Put simply, often the greatest challenge of participating in Cannes
Lions or any idea festival is to act concretely and locally after the event is
over.
·
Making
the Story Your Own
We have the good fortune to be
living in (and hopefully contributing to) a golden age of creativity and
innovation in business. From reading Fast Company, Inc. and Entrepreneur to
following our favorite TED-talks and video blogs to attending Cannes Lions and
SXSW, we are awash in tales of creative leadership, bleeding-edge practices,
and innovative possibility. Yet the
voyeurism I’ve mentioned, while allowing us to be cocktail-party conversant in
what our creative heroes are doing, can easily leave us doing little if any
comparable work ourselves. One of the
exercises we do in CCLP is to respond to sessions, speakers or experiences at
Cannes Lions by creating our own individual stories about them.
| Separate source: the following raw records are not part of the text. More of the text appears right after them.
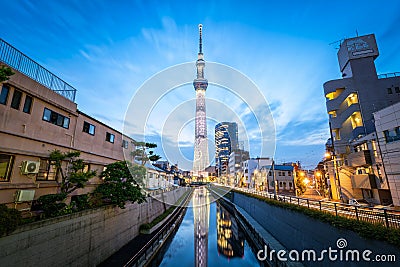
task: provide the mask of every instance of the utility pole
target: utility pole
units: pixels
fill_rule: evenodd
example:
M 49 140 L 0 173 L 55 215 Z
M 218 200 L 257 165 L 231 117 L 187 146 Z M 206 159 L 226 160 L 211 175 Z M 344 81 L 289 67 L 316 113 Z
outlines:
M 277 184 L 277 182 L 276 182 L 276 177 L 275 177 L 275 162 L 274 162 L 274 159 L 272 159 L 271 169 L 272 169 L 272 179 L 274 181 L 274 199 L 276 199 L 276 184 Z
M 339 177 L 339 171 L 338 171 L 338 167 L 337 167 L 337 158 L 336 158 L 335 144 L 333 141 L 331 122 L 329 122 L 329 132 L 331 134 L 331 141 L 332 141 L 333 176 L 335 177 L 335 185 L 337 187 L 336 190 L 339 193 L 340 202 L 343 202 L 342 187 L 340 185 L 340 177 Z

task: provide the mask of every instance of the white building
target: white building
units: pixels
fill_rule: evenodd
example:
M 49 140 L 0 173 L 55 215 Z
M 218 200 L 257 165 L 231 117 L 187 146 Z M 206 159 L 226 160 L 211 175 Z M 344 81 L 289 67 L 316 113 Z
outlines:
M 242 162 L 242 173 L 244 186 L 254 188 L 255 175 L 261 171 L 262 166 L 272 165 L 270 158 L 252 158 Z
M 374 119 L 393 204 L 400 206 L 400 103 L 375 112 Z

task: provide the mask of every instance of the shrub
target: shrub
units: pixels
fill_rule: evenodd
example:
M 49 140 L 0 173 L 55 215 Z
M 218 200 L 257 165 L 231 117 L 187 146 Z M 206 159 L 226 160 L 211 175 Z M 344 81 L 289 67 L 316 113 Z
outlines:
M 64 203 L 66 198 L 67 194 L 65 193 L 43 195 L 37 199 L 36 208 L 43 210 L 46 218 L 68 214 L 72 210 Z
M 87 194 L 72 196 L 71 206 L 74 211 L 81 211 L 92 207 Z
M 0 236 L 13 232 L 21 221 L 21 213 L 18 210 L 0 204 Z

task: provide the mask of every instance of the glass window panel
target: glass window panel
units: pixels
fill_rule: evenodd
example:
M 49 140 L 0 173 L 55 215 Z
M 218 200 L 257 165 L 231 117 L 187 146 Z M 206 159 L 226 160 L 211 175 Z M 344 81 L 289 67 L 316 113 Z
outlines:
M 57 114 L 57 125 L 63 126 L 64 125 L 64 116 Z
M 66 129 L 69 128 L 69 118 L 64 117 L 64 124 L 63 124 L 63 127 L 66 128 Z
M 50 121 L 50 116 L 51 116 L 51 110 L 45 108 L 43 112 L 43 120 Z
M 19 109 L 19 106 L 21 104 L 21 97 L 22 97 L 22 92 L 18 90 L 14 90 L 14 94 L 11 100 L 11 107 L 15 109 Z
M 94 125 L 92 125 L 92 124 L 90 124 L 89 125 L 89 133 L 91 134 L 91 135 L 94 135 L 94 130 L 95 130 L 95 126 Z
M 31 107 L 32 107 L 32 97 L 27 95 L 25 96 L 25 103 L 24 103 L 24 108 L 22 109 L 23 112 L 25 113 L 31 113 Z
M 9 91 L 10 91 L 10 88 L 7 85 L 3 84 L 3 87 L 1 88 L 1 93 L 0 93 L 0 104 L 3 104 L 3 105 L 7 104 Z
M 13 156 L 0 154 L 0 182 L 8 182 L 13 163 Z

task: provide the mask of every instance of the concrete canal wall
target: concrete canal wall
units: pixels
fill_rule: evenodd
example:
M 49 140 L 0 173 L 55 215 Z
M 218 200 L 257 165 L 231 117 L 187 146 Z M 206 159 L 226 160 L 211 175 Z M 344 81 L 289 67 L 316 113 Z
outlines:
M 175 203 L 186 190 L 165 192 L 165 202 Z M 125 209 L 103 207 L 24 225 L 0 238 L 0 266 L 96 266 L 164 212 L 161 199 L 159 194 Z
M 328 250 L 331 247 L 334 250 L 340 250 L 337 241 L 344 238 L 347 245 L 342 248 L 345 253 L 347 250 L 359 250 L 360 258 L 364 250 L 371 250 L 370 258 L 377 254 L 394 254 L 396 262 L 377 263 L 377 262 L 349 262 L 349 261 L 325 261 L 307 262 L 306 266 L 398 266 L 400 261 L 400 251 L 398 248 L 382 241 L 364 239 L 356 233 L 349 230 L 341 230 L 330 224 L 310 218 L 304 214 L 287 210 L 267 204 L 258 199 L 245 196 L 240 193 L 234 193 L 233 202 L 247 211 L 260 225 L 263 226 L 275 239 L 277 239 L 288 251 L 290 250 L 310 250 L 317 252 L 317 257 L 322 250 Z M 322 264 L 322 265 L 321 265 Z M 378 264 L 378 265 L 377 265 Z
They may be stories we would tell our bosses,
our clients, our friends or loved ones and they may speak to the opportunity,
awe or even irrelevance of the ideas or experiences. But what’s crucial is that the stories of
creativity become ours. In the crucible of storymaking, we at least
begin to transfer the creative leadership, learning and experience of others to
ourselves. In that way, we take a
critical step toward making real for us the
extraordinary ideas, insights, excitement, and possibilities of Cannes.